There are NO guarantees in G
Original post made by Ptown resident on May 15, 2009
But having attended the forums and watched the school board meetings, I realize that there are many parents out there who feel as strongly about reading programs (particularly the Barton reading program), having enough counselors and keeping music programs as I do about CSR.
I don't mean to say these aren't important too.
They are also not guaranteed if Measure G passes.
All the ballot language says is that PUSD will maintain essential reading and math support programs. Does that mean the Barton reading program will stay as it is today? Does that mean PUSD will not reduce the current number of counselors or the level of music instruction?

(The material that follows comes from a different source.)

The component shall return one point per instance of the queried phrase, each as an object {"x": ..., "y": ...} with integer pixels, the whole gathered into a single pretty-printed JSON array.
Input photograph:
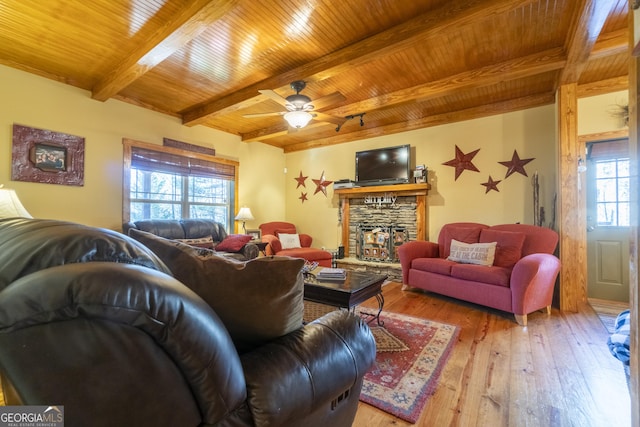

How does PUSD define "essential"?
The only "guarantee" Measure G offers is that parcel tax funds won't be used to pay for administrators' raises. But notice what's missing. There is no guarantee that administrators will not receive raises during the life of the parcel tax. There is absolutely nothing in the ballot language that prevents administrators from using general funds to pay for raises.
Many Pleasanton parents have been led to believe that Measure G will guarantee that CSR won't change if it's passed, and all the other items listed that the parcel tax will "save" will really be saved.
That's what PUSD wants you to believe. But it's not true.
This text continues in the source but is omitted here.